= Anything In Anything =

Computer networking protocol

Anything In Anything (AYIYA) is a computer networking protocol for managing IP tunneling protocols in use between separated Internet Protocol networks. It is most often used to provide IPv6 transit over an IPv4 network link when network address translation masquerades a private network with a single IP address that may change frequently because of DHCP provisioning by Internet service providers.

==Features==
The protocol has the following features:
- Tunneling of networking protocols within another IP protocol
- Network security is provided by preventing tunneled packets from being spoofable or replayable
- Transparent handling of network address translation
- The endpoint of at least one of the two tunnel endpoints should be able to change to provide mobility features.

==Tunnel brokers==
Many consumer networks are provisioned by Internet service providers using network address translation (NAT) which precludes the usage of IP protocol 41 tunnels (IPv6 tunneled in IPv4 per either RFC 4213 or RFC 3056) unless they manually reconfigure their NAT setup. In some cases, this is impossible as the NAT cannot be configured to forward protocol 41 to a specific host. Cases, where multiple endpoints are behind the same NAT, when multiple NATs are used, or when the user has no control at all over the NAT setup, are also problematic. This situation limits the deployment of IPv6, which was meant to solve the problem of the disruption in end-to-end communications caused by NATs, which were created because of limited address space in the first place.

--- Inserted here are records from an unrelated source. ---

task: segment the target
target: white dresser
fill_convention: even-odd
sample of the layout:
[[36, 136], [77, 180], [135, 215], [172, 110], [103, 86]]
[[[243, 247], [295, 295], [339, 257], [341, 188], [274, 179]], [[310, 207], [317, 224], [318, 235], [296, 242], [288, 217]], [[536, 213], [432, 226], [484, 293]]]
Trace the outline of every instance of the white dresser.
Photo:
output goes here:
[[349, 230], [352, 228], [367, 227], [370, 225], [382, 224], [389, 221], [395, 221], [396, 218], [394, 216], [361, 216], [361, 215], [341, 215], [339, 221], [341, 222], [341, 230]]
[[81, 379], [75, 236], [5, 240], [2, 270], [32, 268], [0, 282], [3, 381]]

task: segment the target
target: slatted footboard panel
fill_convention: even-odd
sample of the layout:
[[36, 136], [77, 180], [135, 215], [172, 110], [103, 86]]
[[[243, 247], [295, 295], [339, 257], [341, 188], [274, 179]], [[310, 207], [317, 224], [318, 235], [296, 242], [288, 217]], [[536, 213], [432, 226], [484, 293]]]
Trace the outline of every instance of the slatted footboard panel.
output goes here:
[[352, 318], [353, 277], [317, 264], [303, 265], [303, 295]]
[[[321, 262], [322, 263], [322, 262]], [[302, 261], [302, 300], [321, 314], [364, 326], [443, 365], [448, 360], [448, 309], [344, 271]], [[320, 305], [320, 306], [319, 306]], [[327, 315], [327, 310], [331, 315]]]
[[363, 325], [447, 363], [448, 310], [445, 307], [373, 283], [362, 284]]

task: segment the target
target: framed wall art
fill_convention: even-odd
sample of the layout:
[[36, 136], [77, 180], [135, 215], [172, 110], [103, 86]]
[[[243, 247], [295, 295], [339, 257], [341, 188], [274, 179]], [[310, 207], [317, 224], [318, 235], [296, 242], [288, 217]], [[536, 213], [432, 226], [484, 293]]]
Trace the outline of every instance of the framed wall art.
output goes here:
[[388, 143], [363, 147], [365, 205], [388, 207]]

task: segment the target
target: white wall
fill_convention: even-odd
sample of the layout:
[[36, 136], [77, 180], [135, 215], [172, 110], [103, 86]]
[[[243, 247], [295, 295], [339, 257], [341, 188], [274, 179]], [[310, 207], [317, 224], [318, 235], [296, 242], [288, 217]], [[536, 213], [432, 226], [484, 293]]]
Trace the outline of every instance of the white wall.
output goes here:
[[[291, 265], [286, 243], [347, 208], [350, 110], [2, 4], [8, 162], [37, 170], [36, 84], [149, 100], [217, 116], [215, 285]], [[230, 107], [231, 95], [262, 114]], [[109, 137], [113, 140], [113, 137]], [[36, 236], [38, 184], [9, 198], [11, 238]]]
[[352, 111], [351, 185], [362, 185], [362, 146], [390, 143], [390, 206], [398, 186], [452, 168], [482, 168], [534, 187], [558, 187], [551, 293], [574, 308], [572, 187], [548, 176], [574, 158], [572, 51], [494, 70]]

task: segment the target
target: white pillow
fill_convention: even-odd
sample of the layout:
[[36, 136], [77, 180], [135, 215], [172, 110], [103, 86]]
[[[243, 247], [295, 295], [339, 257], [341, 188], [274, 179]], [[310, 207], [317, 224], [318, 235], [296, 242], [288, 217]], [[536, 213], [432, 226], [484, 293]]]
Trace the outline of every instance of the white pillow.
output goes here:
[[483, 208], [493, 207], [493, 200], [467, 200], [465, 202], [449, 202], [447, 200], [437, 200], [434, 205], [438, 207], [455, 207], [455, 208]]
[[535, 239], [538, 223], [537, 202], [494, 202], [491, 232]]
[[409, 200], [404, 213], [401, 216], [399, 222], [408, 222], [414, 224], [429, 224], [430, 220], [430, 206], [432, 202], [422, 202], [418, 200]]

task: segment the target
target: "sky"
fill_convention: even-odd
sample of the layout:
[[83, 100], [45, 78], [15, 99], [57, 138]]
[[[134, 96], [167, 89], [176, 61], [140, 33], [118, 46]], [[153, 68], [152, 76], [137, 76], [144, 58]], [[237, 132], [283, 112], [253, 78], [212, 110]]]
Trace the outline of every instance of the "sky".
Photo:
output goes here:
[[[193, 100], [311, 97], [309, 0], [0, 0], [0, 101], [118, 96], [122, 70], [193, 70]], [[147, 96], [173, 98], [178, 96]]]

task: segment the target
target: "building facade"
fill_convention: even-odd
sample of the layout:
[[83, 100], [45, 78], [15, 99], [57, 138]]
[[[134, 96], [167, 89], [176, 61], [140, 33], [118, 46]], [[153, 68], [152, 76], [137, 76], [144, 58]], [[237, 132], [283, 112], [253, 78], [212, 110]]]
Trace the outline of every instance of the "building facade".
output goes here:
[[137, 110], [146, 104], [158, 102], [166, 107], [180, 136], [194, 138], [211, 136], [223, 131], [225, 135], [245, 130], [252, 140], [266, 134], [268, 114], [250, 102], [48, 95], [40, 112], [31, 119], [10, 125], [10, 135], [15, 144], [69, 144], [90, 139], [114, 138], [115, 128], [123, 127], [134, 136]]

This problem can be solved by tunneling the IPv6 packets over either User Datagram Protocol (UDP), Transmission Control Protocol (TCP) or the Stream Control Transmission Protocol (SCTP). Taking into consideration that multiple separate endpoints could be behind the same NAT or that the public endpoint receives a new IP address, there is a need to identify the endpoint that certain packets are coming from and endpoints need to be able to change e.g. source addresses of the transporting protocol on the fly while still being identifiable as the same endpoint. AYIYA is independent of the transport and payload's protocol. An example is IPv6-in-UDP-in-IPv4, which is a typical setup that can be used by IPv6 tunnel brokers.

==Mobility==
AYIYA may be used to provision mobile hosts by tunneling traffic from the home address to the home agent over an underlying network. Any remote host that the mobile host communicates with does not need AYIYA support. When the remote host does support AYIYA, it could also directly set up a tunnel with the mobile host. The remote host can determine whether a host supports AYIYA by querying for Domain Name System records and use public-key cryptography to authenticate the packets.

+-------------+ +------------+ ,--------. +-------------+
| Mobile Host | <--AYIYA--> | Home Agent | <----> { Internet } <----> | Remote Host |
+-------------+ +------------+ '--------' +-------------+

Using AYIYA to provide IPv6 for a host already provides mobility for that endpoint as it can use its IPv6 address regardless of geographic location.

==Packet format==

Bits 0 - 3; 4 - 7; 8 - 11; 12 - 15; 16 - 19; 20 - 23; 24 - 31
0: Identity Length; Identity Type; Signature Length; Hash Method; Authentication Method; Operation Code; Next Header
32: Epoch Time
Identity
Signature

For IPv6 over IPv4-UDP operation, the most common use scenario, the identity is the IPv6 Address of the endpoint (16 bytes) and the signature is an SHA1 hash (20 bytes). The header has a total of 8 + 16 + 20 = 44 bytes. Encapsulated in UDP and IPv4, the tunnel overhead is 44 + 8 + 20 = 72 bytes. Over Ethernet this allows an MTU of 1428 bytes.

==Implementations==
The AYIYA protocol has been implemented in AICCU.